[Updated 1 January 2018: Revised to reflect that the photo included in Bryan Garner’s tweet features not exceptions (as I originally stated) but conditional clauses.]
I noticed an exchange between D.C. Toedt and Bryan Garner. Because it allows me to address a moderately interesting issue, namely where in a sentence you should put a conditional clause, I permit myself to wade in.
The starting point is this article by Garner in the ABA Journal. Here’s the gist of it:
Keep in mind two principles for creating readable prose: (1) A fair percentage of sentences should begin with short contextualizing phrases, often adverbial. (2) A fair percentage should begin with one-syllable transitional words—normally But, Yet, So or even And.
This advice is entirely standard and unobjectionable, but it has no bearing on contracts. Bryan’s audience is lawyers who are “professional rhetoricians.” That doesn’t include contract drafters: contracts aren’t the place for telling stories or persuading.
Nevertheless, in this post on his blog, D.C. uses Bryan’s article to make this point about contract drafting:
In a contract, it’s less important for the writing to pack a punch than it is for each sentence to make its point quickly, precisely, and understandably, so as to help speed up legal review and get the contract to signature sooner. And that will usually call for the kind of boring, just-the-facts-ma’am style — Alice will do X, Bob may do Y — that Garner urges writers to avoid.
But in applying to contract drafting Garner’s points regarding rhetorical style, D.C. is comparing apples and oranges: it makes no sense. But D.C. avoids facing that because he includes no examples.
Bryan responded with this tweet. In addition to pointing out that D.C. had offered no examples, he says this:
The principle of end weight—putting emphatic words at the ends of sentences to avoid syntactic fizzle—applies almost as strongly to contractual drafting as in other expository prose.
So now Bryan too is comparing apples and oranges. This general proposition leaves me flummoxed.

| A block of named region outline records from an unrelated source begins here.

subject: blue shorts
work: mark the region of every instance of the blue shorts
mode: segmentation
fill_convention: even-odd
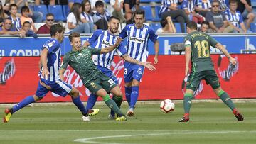
[[[144,73],[144,67],[127,62],[124,62],[124,82],[129,82],[133,79],[141,82]]]
[[[50,86],[51,89],[47,89],[38,82],[38,87],[36,92],[36,96],[38,97],[42,98],[45,96],[49,91],[64,97],[71,92],[72,86],[61,80],[56,81],[55,82],[48,82],[44,79],[41,79],[41,80],[46,85]]]
[[[113,72],[106,67],[102,67],[102,66],[97,66],[97,67],[102,72],[103,72],[103,74],[105,74],[105,75],[107,75],[108,77],[110,77],[110,79],[112,79],[114,83],[116,83],[116,84],[119,85],[119,82],[117,79],[117,77],[115,77],[115,75],[113,74]]]

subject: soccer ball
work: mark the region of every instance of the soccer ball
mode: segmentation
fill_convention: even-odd
[[[165,99],[160,104],[160,109],[165,113],[173,111],[174,108],[174,103],[173,103],[170,99]]]

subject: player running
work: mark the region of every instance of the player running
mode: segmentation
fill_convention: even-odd
[[[96,46],[95,46],[95,48],[101,49],[114,45],[117,40],[117,37],[114,34],[118,30],[120,24],[120,20],[119,18],[112,16],[110,18],[108,24],[109,28],[107,31],[97,30],[89,38],[89,40],[85,42],[84,46],[87,47],[89,45],[95,45]],[[92,60],[97,65],[97,67],[107,77],[110,77],[117,84],[117,87],[118,80],[113,74],[112,71],[110,70],[111,63],[113,61],[115,53],[117,53],[126,62],[144,66],[150,70],[155,70],[155,67],[150,65],[150,62],[140,62],[129,57],[127,55],[125,46],[122,44],[120,44],[116,50],[112,51],[111,52],[100,55],[92,55]],[[92,109],[97,101],[97,96],[94,94],[91,94],[88,98],[86,108]],[[121,97],[113,96],[112,99],[116,102],[118,107],[120,108],[122,101],[122,94]],[[115,118],[114,112],[113,111],[111,111],[108,118],[109,119],[114,119]],[[83,116],[82,119],[83,121],[90,120],[90,116]]]
[[[60,43],[64,38],[64,31],[65,28],[60,24],[55,24],[50,28],[51,38],[43,45],[40,57],[40,80],[36,94],[25,98],[12,108],[5,109],[4,123],[9,122],[11,116],[19,109],[42,99],[49,91],[63,97],[67,94],[70,95],[73,102],[83,116],[92,116],[99,112],[99,109],[85,109],[78,90],[60,80],[58,72],[60,66]]]
[[[113,45],[98,49],[82,48],[80,35],[78,33],[72,33],[68,38],[72,50],[64,55],[63,65],[60,70],[61,79],[63,79],[63,74],[69,65],[78,74],[84,85],[92,94],[102,97],[107,106],[119,116],[117,121],[126,121],[124,114],[107,94],[111,92],[114,96],[122,99],[121,89],[112,79],[97,68],[91,58],[92,55],[100,55],[114,50],[120,44],[122,39],[118,38]]]
[[[151,27],[143,24],[144,18],[145,11],[137,10],[134,12],[135,23],[126,26],[119,35],[122,39],[127,37],[128,55],[141,62],[146,61],[149,55],[148,42],[150,39],[154,43],[154,64],[157,64],[159,49],[158,35]],[[134,109],[139,96],[139,85],[144,70],[144,67],[142,65],[124,62],[125,96],[129,104],[127,115],[129,116],[134,115]]]
[[[198,32],[197,24],[195,22],[187,23],[186,28],[188,35],[185,38],[185,76],[188,76],[189,73],[188,65],[191,60],[191,72],[188,76],[184,94],[183,108],[185,114],[179,122],[189,121],[189,111],[191,106],[193,94],[202,79],[206,80],[206,84],[212,87],[216,95],[233,111],[238,120],[242,121],[243,116],[238,112],[229,95],[220,87],[210,58],[210,45],[220,49],[233,65],[236,65],[235,59],[233,58],[225,47],[213,38],[206,33]]]

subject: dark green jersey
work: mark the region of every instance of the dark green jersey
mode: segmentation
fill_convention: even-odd
[[[64,55],[61,68],[69,65],[78,74],[84,84],[95,76],[102,74],[93,63],[92,55],[100,55],[100,49],[82,48],[80,51],[70,51]]]
[[[218,42],[202,32],[192,32],[185,37],[185,46],[191,48],[191,67],[193,72],[214,70],[210,55],[210,45],[215,47]]]

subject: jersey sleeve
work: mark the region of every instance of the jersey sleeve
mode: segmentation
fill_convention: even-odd
[[[56,50],[60,48],[60,44],[57,40],[49,41],[48,43],[43,45],[43,48],[47,48],[49,52],[55,52]]]
[[[65,54],[63,57],[63,63],[61,65],[60,68],[67,69],[69,62],[69,55],[68,53]]]
[[[117,52],[117,53],[120,57],[122,57],[122,55],[127,53],[127,48],[126,48],[126,47],[124,46],[124,45],[123,44],[123,43],[122,43],[118,46],[118,48],[117,48],[116,52]]]
[[[102,30],[96,30],[96,31],[95,31],[92,33],[92,35],[90,37],[88,40],[90,45],[92,45],[97,40],[102,31]]]
[[[209,35],[209,42],[210,42],[210,45],[213,47],[215,47],[217,43],[218,43],[218,42],[215,38],[213,38],[210,35]]]
[[[156,42],[158,40],[158,35],[154,31],[153,29],[149,28],[149,38],[152,42]]]
[[[122,30],[121,33],[119,33],[119,37],[122,39],[124,39],[127,36],[127,31],[128,31],[128,25],[126,26],[123,30]]]
[[[191,46],[191,37],[190,36],[186,36],[184,38],[184,45],[185,48],[186,46]]]
[[[90,51],[92,55],[100,55],[100,48],[88,48],[88,50]]]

But Bryan’s tweet includes this photo:
Ah, now we’re getting somewhere! The two examples in this photo in fact relate to a narrow issue: where in a sentence you should put a conditional clause. (Each of the “But This” examples in the photo begins with a conditional clause using the subordinator unless.)
Here’s what MSCD 3.326 says about where to put the conditional clause:
The traditional place for a conditional clause is at the beginning of a sentence, but you should place it elsewhere if doing so would make the provision easier to read. The longer the conditional clause, the more likely it is that the provision would be more readable with the matrix clause rather than the conditional clause at the front of the sentence. If both the conditional clause and matrix clause contain more than one element, you would likely be better off expressing them as two sentences.
What explains the tendency to put the conditional clause first, in contracts as well as other kinds of writing? It has nothing to do with emphasis. After all, whether a matrix clause comes after or before a conditional clause is a function not of how “emphatic” it is—whatever that means—but instead is a function of which requires more effort to read. Perhaps putting the simpler component first reduces the risk that it gets lost. I’m not going to speculate on this now, as it’s not specific to contract drafting. If you have any ideas, you’re welcome to chime in.
Avoiding confusion might also be a factor. Consider “Ex. 1” in Bryan’s photo. Putting the conditional clause at the end in the “Not This” version arguably creates syntactic ambiguity: one could get into an argument over whether the condition applies to everything that precedes it or applies just to “free from all tenancies.” If you put the conditional clause at the front, you avoid that uncertainty. Mind you, depending on how a matrix clause is structured, putting the conditional clause at the front could result in syntactic ambiguity; see MSCD 12.23.
So where do we end up? Bryan’s ABA Journal article doesn’t apply to contract drafting. By contrast, the examples in the photo in his tweet relate to all kinds of writing, including contract drafting. But Bryan doesn’t identify the narrow issue involved, so it might seem that he’s making a more general point; that’s not the case. And he seems to misidentify what’s at stake. I hope this post makes things clearer.